View the current persistence connections in the IPVS table:
sudo ipvsadm -Lnc
The output shows each persistent mapping with its expiration timer:
IPVS connection entries
pro expire state source virtual destination
TCP 04:52 NONE 10.0.1.50:0 10.0.1.100:80 10.0.1.11:80
ipvsadm Command Reference
Here is a quick reference for the most used ipvsadm commands and flags:
| Command | Description |
|---|---|
ipvsadm -A -t VIP:port -s scheduler | Add a new virtual service (TCP) |
ipvsadm -A -u VIP:port -s scheduler | Add a new virtual service (UDP) |
ipvsadm -a -t VIP:port -r RIP:port -g | Add real server with Direct Routing |
ipvsadm -a -t VIP:port -r RIP:port -m | Add real server with NAT (masquerading) |
ipvsadm -a -t VIP:port -r RIP:port -i | Add real server with IP tunneling |
ipvsadm -e -t VIP:port -r RIP:port -w N | Edit real server weight |
ipvsadm -d -t VIP:port -r RIP:port | Delete a real server |
ipvsadm -D -t VIP:port | Delete an entire virtual service |
ipvsadm -C | Clear all virtual services |
ipvsadm -Ln | List current IPVS table (numeric) |
ipvsadm -Ln --stats | Show connection statistics |
ipvsadm -Ln --rate | Show connection rate |
ipvsadm -Lnc | List persistent connection entries |
ipvsadm -Z | Zero all counters |
ipvsadm-save -n | Save current rules (numeric format) |
ipvsadm-restore | Restore rules from stdin |
IPVS Scheduling Algorithms
IPVS supports multiple scheduling algorithms. Choose based on your workload characteristics and whether your real servers have equal or different capacities.

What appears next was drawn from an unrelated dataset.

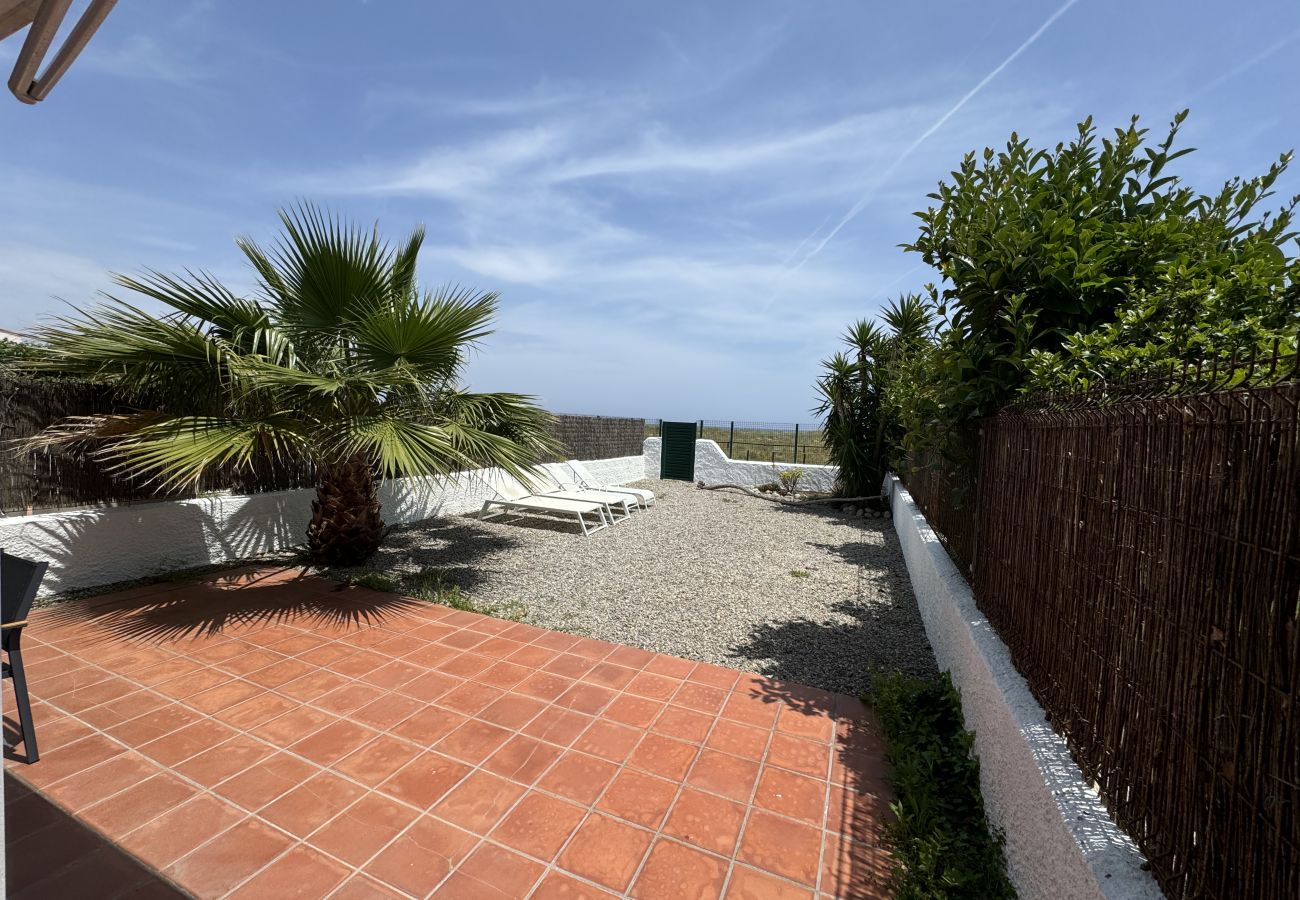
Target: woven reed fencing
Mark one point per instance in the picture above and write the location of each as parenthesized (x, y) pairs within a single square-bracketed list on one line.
[(47, 479), (1139, 552)]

| Algorithm | Flag | Best For |
|---|---|---|
| Round Robin | rr | Equal-capacity servers, stateless workloads |
| Weighted Round Robin | wrr | Servers with different capacities |
| Least Connections | lc | Long-lived connections, uneven request sizes |
| Weighted Least Connections | wlc | Mixed capacity servers with varying connection lengths |
| Source Hashing | sh | Session persistence based on client IP |
| Destination Hashing | dh | Cache server farms, consistent routing |
| Shortest Expected Delay | sed | Minimizing response time with weighted servers |
| Never Queue | nq | Favoring idle servers over busy ones |
The default choice for most web workloads is wrr (weighted round robin) if your servers have different specs, or rr (round robin) if they are identical. For applications with long-lived connections like database proxying or WebSocket services, wlc (weighted least connections) distributes load more evenly.
Conclusion
You now have a working LVS load balancer on RHEL 10 or Rocky Linux 10 using the IPVS kernel module. The setup covers both NAT mode for simple deployments and DR mode for production-grade scalability, with keepalived handling health checks and automatic failover of real servers.
For production environments, add a second director running keepalived with VRRP for high availability of the load balancer itself. Monitor IPVS statistics with Prometheus or your existing monitoring stack to track connection distribution and detect capacity issues early. If you need application-layer load balancing with features like SSL termination and content-based routing, consider pairing LVS with HAProxy as a backend.